Pour s’aider à penser librement, Louise Latraverse a beaucoup fréquenté les écrivains et les philosophes. « “Connais-toi toi-même”, disait Socrate il y a 2500 ans. Je n’invente rien. Reste que c’est plus facile à dire qu’à réaliser, car on est complexes, nous, les êtres humains. »

En général, les philosophes estiment qu’on arrive au monde dans le seul but de s’améliorer, d’essayer d’être heureux et de le rester… jusqu’à la mort. « Je pense également que c’est le but et le travail de toute une vie, acquiesce Mme Latraverse. Or, pour cela, il faut d’abord entrer en contact avec soi-même, plonger dans son intériorité. »

Sur sa table de chevet, il y a un livre d’entretiens avec Marguerite Yourcenar, Les yeux ouverts. Le titre se réfère à la dernière phrase de Mémoires d’Hadrien, célèbre roman de la regrettée femme de lettres : « Tâchons d’entrer dans la mort les yeux ouverts. » 

Est-elle bouleversée par le départ de ses camarades interprètes décédées récemment ? « Oui, bien sûr.
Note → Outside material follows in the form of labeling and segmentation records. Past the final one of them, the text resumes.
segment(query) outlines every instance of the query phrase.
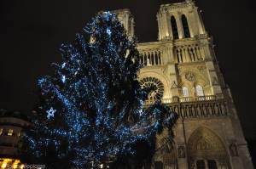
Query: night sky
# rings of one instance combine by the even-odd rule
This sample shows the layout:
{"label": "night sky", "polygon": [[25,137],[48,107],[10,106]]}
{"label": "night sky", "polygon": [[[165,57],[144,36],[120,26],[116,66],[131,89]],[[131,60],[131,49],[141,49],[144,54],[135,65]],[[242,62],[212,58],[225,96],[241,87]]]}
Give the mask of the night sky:
{"label": "night sky", "polygon": [[[157,39],[156,14],[172,0],[1,0],[0,109],[28,111],[36,81],[51,72],[62,42],[73,42],[100,10],[130,8],[139,42]],[[197,0],[214,37],[217,59],[231,88],[247,138],[256,136],[255,0]],[[255,67],[255,65],[254,65]]]}

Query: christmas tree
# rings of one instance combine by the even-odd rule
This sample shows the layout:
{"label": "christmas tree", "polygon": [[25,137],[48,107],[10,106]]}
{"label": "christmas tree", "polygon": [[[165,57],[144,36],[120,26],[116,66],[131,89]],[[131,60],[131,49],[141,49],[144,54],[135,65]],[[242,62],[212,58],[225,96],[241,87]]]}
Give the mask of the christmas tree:
{"label": "christmas tree", "polygon": [[61,52],[54,75],[38,80],[41,101],[24,135],[23,159],[47,168],[102,168],[109,161],[128,168],[131,161],[139,168],[150,161],[155,135],[168,128],[172,137],[177,115],[160,102],[144,106],[155,87],[140,87],[136,40],[116,14],[97,14]]}

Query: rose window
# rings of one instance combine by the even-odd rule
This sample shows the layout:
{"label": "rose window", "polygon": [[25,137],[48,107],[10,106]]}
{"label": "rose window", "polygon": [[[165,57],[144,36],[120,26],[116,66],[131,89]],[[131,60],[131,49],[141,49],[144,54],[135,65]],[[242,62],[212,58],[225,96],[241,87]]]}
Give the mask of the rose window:
{"label": "rose window", "polygon": [[153,87],[152,90],[148,96],[148,99],[155,100],[161,99],[164,95],[164,85],[155,77],[146,77],[140,81],[142,88],[147,88]]}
Et je suis d’accord avec Yourcenar, il faut se préparer pour ce grand départ, ce passage de la vie à l’au-delà, à cet endroit, peu importe le nom, car je ne sais comment l’appeler. Mais il faut voir la mort comme un beau moment. Moi, je veux mourir heureuse. De tout mon cœur, j’espère partir en beauté, l’âme sereine. »

En remerciant aussi la vie, les yeux ouverts.

Qui est Louise Latraverse ?

Comédienne, auteure, metteuse en scène, animatrice et chroniqueuse, Louise Latraverse est omniprésente dans le paysage culturel au Québec depuis plus de 50 ans. Elle a dirigé le Théâtre de Quat’Sous à Montréal ; une compagnie avec laquelle elle est associée depuis 1965, avec ses fondateurs : Claude Léveillée, Paul Buissonneau, Yvon Deschamps et Jean-Louis Millette. Sur les planches, Mme Latraverse a défendu une multitude de rôles, tant comiques que dramatiques, dont celui, inoubliable, de Martha dans Qui a peur de Virginia Woolf ? L’actrice a été de la création des Girls, première revue musicale féministe au Québec, signée Clémence DesRochers. À la télévision, elle a animé Jeunesse oblige et fait partie des premiers Bye bye à Radio-Canada, sans oublier Moi et l’autre, Symphorien, Grand-papa, Les héritiers Duval, 30 vies, Le retour... La comédienne a remporté deux prix Gémeaux, en 2007 et en 2012, dans la catégorie meilleure interprétation féminine dans un rôle de soutien pour La promesse et Mauvais karma.